The 2004 second series of the sitcom 15 Storeys High was co-written by Lamarr with comedians Sean Lock and Martin Trenaman, although Lamarr was credited under his original name, Mark Jones. Lamarr made a cameo appearance in the fourth episode of series two.

===Radio===
Lamarr has previously presented shows on BBC GLR, BBC Radio 5 and BBC Radio 1. He also often guest presented the late night BBC Radio 2 show, sitting in for Mark Radcliffe.

On 20 July 1998, Lamarr launched a new show on BBC Radio 2 called Shake, Rattle and Roll, where he played tracks from his own record collection of obscure rock and roll. He also presented The Reggae Show series and Mark Lamarr's Alternative Sixties, playing lesser known tracks from the 1960s.

On 22 April 2006, Lamarr started a new Radio 2 show called God's Jukebox. The show aired from midnight to 3.00am on Saturdays and featured a wide variety of music from the previous 70 years including soul, ska, reggae, country, gospel and rap. He also, with Jo Brand, regularly covered the Jonathan Ross Saturday morning show on Radio 2 when Ross was away. His final God's Jukebox show was broadcast on Christmas Eve/Day, 2010. At the end of 2010 Lamarr left Radio 2, claiming the station had lost interest in non-mainstream music.

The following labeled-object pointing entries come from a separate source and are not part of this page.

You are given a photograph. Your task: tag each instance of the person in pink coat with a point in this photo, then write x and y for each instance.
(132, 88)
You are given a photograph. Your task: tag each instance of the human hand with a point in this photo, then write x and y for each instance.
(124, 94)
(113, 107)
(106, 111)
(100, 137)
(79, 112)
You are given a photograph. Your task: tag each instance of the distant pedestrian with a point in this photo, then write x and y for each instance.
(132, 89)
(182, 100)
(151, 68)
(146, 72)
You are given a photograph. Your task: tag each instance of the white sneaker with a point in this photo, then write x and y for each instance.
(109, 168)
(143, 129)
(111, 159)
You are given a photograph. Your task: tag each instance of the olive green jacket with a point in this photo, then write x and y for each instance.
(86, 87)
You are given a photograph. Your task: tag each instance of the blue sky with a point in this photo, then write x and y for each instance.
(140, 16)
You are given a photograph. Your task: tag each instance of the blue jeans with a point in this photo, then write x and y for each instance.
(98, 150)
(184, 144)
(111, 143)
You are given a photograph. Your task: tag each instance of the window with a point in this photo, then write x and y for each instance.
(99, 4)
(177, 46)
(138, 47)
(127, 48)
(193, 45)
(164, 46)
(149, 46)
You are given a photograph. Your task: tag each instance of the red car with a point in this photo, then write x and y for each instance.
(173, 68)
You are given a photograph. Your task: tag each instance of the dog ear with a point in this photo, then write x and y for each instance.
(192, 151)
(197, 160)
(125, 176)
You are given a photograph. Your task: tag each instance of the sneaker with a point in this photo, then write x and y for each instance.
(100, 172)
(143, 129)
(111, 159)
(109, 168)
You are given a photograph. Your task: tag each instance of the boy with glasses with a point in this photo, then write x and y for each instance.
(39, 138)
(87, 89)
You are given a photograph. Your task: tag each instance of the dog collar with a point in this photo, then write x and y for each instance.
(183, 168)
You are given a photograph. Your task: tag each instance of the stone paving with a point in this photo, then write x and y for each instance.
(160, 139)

Lamarr presented a music show for British Airways on-board listeners as part of their in-flight entertainment. In this show he presented a mix of rock and roll, blues, reggae, soul and R&B.

===Post-radio career===
Lamarr has continued to produce compilation albums for several record labels, with an emphasis on lesser-known rock 'n' roll tracks. He produced a compilation for Vee-Tone Records in 2015. Lamarr joined Twitter in 2018 and uses the platform to showcase lesser-known music.

Lamarr made a return to comedy in September 2020, appearing in an episode of the BBC Radio 4 sitcom Phil Ellis Is Trying as the voice of Billy Bonker, the reclusive owner of a Cup-a-Soup factory.

In 2023 Lamarr confirmed on social media that he had retired, and did so at 43. As of 2026, he has been acting as a record dealer.

===Stand-up videos===
- Uncensored And Live (17 November 1997)

==Personal life==
In 2018, Lamarr was charged with common assault and false imprisonment. However the Crown Prosecution Service later dropped the charges, saying that there was "insufficient evidence to provide a realistic prospect of prosecution".

In 2026, Lamarr was banned from driving for six months and fined £236 after driving at 46 mph in a 40 mph zone.

He suffers from chronic fatigue syndrome.